Farsi contenitore vuoto, insomma, per inseguire la missione dell’Art Vital fino a vincere il Leone d’Oro alla Biennale di Venezia, nel 1997. Abramović è chiamata a rappresentare Serbia e Montenegro – unica alleanza rimasta della vecchia federazione di Tito – all’interno del padiglione jugoslavo: ventuno anni dopo aver lasciato Belgrado, riceve riconoscimento ufficiale dal Ministero della Cultura. Salvo, poi, disdire la commissione alla notizia delle prime indiscrezioni circa la performance cruenta che l’artista avrebbe messo in scena ai Giardini. Un’azione drammatica di cordoglio per i massacri in corso nei Balcani in nome della ferocia nazionalista. Ché l’unica trincea in cui vale la pena combattere è l’avanguardia dell’arte capace di trasformare la società.

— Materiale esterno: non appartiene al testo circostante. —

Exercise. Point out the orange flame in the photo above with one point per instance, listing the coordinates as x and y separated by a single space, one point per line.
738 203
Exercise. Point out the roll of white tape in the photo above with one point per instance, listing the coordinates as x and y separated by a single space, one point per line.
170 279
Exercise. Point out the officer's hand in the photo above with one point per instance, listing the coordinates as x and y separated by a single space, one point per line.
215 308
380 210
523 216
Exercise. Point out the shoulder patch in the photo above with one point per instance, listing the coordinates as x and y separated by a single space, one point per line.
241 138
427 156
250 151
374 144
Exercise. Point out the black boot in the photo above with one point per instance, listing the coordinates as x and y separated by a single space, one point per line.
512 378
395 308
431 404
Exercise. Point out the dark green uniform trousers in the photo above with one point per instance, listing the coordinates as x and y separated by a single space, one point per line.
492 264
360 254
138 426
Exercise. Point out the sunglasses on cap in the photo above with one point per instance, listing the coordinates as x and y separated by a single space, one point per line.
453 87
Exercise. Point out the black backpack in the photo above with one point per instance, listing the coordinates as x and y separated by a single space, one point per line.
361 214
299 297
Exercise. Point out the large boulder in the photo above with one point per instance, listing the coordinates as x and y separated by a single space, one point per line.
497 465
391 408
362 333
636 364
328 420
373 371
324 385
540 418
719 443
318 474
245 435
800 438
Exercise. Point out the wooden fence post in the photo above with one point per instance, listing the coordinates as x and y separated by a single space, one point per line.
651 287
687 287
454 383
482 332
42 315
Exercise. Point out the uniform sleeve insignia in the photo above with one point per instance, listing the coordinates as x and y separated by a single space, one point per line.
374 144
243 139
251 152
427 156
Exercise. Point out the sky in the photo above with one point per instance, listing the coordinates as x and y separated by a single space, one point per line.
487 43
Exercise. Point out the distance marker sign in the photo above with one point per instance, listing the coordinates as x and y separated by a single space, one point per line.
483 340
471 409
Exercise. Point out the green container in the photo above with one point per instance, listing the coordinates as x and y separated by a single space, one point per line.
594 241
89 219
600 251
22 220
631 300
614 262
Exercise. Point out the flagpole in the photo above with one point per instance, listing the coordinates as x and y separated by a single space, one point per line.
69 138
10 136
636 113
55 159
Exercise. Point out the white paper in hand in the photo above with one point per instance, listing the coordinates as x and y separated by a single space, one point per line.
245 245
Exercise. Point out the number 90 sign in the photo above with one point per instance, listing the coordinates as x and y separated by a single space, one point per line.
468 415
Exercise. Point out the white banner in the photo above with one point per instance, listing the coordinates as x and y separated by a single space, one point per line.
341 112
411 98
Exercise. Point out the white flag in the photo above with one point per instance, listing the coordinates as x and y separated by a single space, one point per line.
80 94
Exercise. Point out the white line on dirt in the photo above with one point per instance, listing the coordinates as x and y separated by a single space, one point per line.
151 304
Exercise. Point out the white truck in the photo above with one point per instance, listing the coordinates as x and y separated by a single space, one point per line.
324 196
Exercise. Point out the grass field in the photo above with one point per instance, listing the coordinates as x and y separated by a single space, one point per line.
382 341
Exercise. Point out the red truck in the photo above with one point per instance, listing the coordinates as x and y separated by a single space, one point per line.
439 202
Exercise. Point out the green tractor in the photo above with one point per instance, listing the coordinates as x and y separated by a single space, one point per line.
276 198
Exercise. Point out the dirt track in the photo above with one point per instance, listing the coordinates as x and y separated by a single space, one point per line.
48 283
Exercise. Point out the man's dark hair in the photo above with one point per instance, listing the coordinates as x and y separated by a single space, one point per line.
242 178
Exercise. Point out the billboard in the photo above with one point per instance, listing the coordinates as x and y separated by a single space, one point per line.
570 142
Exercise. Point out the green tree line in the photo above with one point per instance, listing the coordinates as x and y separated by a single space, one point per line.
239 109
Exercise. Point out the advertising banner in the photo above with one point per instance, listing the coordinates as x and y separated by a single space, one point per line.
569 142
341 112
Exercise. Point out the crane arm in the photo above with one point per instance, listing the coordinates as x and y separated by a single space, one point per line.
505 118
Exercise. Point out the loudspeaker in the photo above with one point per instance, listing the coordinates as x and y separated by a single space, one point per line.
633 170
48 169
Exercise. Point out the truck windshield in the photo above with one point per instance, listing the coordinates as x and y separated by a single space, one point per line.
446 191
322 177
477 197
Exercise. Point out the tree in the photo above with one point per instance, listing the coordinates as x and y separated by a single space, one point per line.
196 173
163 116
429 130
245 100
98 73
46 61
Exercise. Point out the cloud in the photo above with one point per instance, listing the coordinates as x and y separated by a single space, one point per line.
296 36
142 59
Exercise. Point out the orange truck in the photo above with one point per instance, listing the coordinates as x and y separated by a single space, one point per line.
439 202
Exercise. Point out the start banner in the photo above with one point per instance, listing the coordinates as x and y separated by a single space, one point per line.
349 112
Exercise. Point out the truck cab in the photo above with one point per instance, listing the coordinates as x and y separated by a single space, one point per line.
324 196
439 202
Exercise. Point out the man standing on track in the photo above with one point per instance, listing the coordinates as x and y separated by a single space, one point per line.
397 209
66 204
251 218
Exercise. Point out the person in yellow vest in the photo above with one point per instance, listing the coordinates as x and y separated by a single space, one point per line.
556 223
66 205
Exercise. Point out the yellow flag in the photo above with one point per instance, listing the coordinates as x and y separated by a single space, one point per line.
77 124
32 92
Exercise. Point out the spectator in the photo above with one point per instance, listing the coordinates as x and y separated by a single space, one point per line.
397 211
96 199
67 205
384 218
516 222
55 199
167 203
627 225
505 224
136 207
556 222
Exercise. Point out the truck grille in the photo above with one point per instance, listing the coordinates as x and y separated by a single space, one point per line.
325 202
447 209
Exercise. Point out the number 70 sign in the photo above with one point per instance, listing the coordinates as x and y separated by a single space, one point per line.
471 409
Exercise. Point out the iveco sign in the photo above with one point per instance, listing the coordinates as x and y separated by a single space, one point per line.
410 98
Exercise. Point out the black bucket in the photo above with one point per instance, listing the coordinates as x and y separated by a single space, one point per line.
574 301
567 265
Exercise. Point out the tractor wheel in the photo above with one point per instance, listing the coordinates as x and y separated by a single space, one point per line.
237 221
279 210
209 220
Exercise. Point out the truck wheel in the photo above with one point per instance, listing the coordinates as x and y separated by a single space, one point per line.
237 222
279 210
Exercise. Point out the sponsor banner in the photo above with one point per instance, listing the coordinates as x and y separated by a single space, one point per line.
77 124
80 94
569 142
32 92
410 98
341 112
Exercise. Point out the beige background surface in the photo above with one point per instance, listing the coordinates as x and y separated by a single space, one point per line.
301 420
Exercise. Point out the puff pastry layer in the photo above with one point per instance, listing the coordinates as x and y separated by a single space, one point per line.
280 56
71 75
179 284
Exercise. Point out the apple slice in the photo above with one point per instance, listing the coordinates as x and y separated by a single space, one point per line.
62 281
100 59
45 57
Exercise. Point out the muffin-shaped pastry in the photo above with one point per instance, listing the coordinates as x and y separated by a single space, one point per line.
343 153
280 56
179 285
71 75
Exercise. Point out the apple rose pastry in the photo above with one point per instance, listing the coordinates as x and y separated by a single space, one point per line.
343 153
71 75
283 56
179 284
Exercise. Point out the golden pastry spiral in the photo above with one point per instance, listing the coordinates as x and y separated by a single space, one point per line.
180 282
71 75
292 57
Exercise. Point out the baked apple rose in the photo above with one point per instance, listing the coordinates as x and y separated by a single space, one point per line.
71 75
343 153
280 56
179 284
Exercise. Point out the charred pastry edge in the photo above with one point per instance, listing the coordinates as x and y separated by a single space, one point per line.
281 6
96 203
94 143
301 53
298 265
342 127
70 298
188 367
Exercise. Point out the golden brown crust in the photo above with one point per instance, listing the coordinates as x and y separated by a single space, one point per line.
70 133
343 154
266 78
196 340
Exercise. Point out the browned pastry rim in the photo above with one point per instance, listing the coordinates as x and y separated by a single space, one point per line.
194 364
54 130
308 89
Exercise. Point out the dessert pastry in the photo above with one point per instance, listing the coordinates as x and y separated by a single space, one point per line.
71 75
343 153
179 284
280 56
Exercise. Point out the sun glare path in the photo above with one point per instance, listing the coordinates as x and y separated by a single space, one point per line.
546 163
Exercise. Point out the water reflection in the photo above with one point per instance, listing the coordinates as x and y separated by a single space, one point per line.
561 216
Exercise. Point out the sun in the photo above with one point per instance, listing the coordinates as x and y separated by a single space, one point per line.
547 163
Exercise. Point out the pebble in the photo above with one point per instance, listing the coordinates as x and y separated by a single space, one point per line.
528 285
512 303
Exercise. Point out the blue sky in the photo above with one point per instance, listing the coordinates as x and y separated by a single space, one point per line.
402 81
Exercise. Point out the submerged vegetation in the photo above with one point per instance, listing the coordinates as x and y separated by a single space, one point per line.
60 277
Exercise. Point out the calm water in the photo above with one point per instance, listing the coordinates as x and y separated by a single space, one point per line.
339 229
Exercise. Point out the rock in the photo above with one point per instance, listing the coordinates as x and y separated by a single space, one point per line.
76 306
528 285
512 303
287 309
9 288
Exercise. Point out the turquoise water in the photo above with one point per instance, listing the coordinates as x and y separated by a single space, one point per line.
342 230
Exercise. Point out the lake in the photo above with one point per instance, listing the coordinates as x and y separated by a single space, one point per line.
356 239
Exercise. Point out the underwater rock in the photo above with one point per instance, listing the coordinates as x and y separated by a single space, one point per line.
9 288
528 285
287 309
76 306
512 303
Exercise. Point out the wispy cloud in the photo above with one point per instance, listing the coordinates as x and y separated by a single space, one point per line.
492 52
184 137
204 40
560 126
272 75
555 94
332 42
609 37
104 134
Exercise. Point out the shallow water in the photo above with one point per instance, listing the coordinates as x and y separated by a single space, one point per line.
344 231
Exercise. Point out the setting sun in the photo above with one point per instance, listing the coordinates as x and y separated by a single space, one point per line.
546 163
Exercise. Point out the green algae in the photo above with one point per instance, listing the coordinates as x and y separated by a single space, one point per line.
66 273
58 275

Abramović partecipa all’Esposizione Internazionale d’Arte Contemporanea di Venezia da gitana, senza rappresentare nessuna nazione, dedicando, però, alla sua Serbia dilaniata dai conflitti Balkan Baroque.

Proietta immagini d’interviste ai suoi genitori in cui raccontano storie di guerra. Un altro video descrive, in una metafora brutale, una tecnica della tradizione serba per uccidere i ratti: creare un “topo lupo” che, reso cieco e digiuno, massacra la sua stessa tribù. In un umido sotterraneo, vestita di bianco, Abramović siede in cima a un tumulo di ossa, tra nervi e cartilagini. Rimane quattro giorni – sette ore ogni giorno – a sfregare i resti animali fino a lavarne il sangue, con ostinazione. Piange sommessamente, canticchia canzoni del folclore balcanico.

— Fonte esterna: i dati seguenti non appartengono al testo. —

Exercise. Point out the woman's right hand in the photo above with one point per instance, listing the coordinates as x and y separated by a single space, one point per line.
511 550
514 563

Barocco è l’eccesso della violenza che si compie al di là dell’Adriatico, nel suo paese in guerra. Una performance che commuove e impregna pelle e capelli degli astanti di un tanfo rancido e disgustoso: un’espiazione dei sensi collettiva per scrostare dalla coscienza i crimini dell’indifferenza.

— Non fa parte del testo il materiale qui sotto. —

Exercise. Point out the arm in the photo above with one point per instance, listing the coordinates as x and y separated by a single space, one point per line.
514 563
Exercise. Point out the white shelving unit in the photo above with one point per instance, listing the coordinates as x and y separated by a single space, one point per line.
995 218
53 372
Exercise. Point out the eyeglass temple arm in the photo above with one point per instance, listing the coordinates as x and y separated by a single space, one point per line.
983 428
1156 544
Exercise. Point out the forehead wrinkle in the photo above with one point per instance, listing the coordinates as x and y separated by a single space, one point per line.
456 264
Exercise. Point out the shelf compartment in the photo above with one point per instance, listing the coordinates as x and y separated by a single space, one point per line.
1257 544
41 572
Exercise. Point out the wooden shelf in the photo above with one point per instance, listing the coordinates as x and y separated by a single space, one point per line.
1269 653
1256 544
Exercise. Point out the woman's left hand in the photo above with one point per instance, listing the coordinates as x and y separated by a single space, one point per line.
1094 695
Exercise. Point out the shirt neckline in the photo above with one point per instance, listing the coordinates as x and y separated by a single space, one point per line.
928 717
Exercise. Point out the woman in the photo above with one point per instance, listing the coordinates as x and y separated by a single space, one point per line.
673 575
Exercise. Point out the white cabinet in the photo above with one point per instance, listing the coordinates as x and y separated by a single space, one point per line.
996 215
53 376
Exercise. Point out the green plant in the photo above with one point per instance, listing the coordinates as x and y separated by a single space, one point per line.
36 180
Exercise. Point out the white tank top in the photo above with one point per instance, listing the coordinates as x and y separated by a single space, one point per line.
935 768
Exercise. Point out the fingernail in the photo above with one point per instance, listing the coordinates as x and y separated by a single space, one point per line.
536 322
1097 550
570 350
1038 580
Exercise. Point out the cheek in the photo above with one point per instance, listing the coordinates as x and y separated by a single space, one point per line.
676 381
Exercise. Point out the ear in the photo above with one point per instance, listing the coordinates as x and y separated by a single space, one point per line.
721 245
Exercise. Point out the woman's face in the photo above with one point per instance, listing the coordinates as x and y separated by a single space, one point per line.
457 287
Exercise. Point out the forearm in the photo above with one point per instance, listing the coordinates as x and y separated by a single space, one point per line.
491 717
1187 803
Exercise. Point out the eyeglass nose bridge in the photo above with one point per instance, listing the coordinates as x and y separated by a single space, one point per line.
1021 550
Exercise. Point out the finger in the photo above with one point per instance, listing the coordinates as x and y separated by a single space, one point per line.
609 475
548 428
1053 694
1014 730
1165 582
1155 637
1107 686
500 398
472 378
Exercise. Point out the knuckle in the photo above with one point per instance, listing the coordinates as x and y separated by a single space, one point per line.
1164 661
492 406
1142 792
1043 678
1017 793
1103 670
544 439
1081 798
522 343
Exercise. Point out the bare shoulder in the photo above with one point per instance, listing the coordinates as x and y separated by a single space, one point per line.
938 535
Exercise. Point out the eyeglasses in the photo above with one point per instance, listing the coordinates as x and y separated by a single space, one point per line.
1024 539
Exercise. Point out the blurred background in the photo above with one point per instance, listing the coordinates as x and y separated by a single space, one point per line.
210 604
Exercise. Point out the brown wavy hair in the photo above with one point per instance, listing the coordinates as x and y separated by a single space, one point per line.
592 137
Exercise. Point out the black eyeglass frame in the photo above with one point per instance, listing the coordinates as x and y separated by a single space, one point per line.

<<L’artista è presente>>: è qui e ora, è storia e vita. E’ uno specchio che ci rivolta contro la fisionomia del mondo e il ritratto di ciascuno di noi. E lo fa con un’energia magnetica e generosa, quando si dà al pubblico, in una grande sala vuota del MOMA di New York, dove sta seduta immobile sei giorni a settimana, dall’apertura alla chiusura delle porte del museo. Giorno dopo giorno, da marzo a maggio 2010, ospita nella sedia di fronte a lei, uno alla volta, gli spettatori. Ogni sguardo occhi negli occhi significa dedicarsi all’altro completamente, intensamente. E’ un corto circuito che percuote l’anima a suon di fisarmonica. Marina Abramović non può essere di uno: di Ulay o della Serbia. Appartiene a tutti.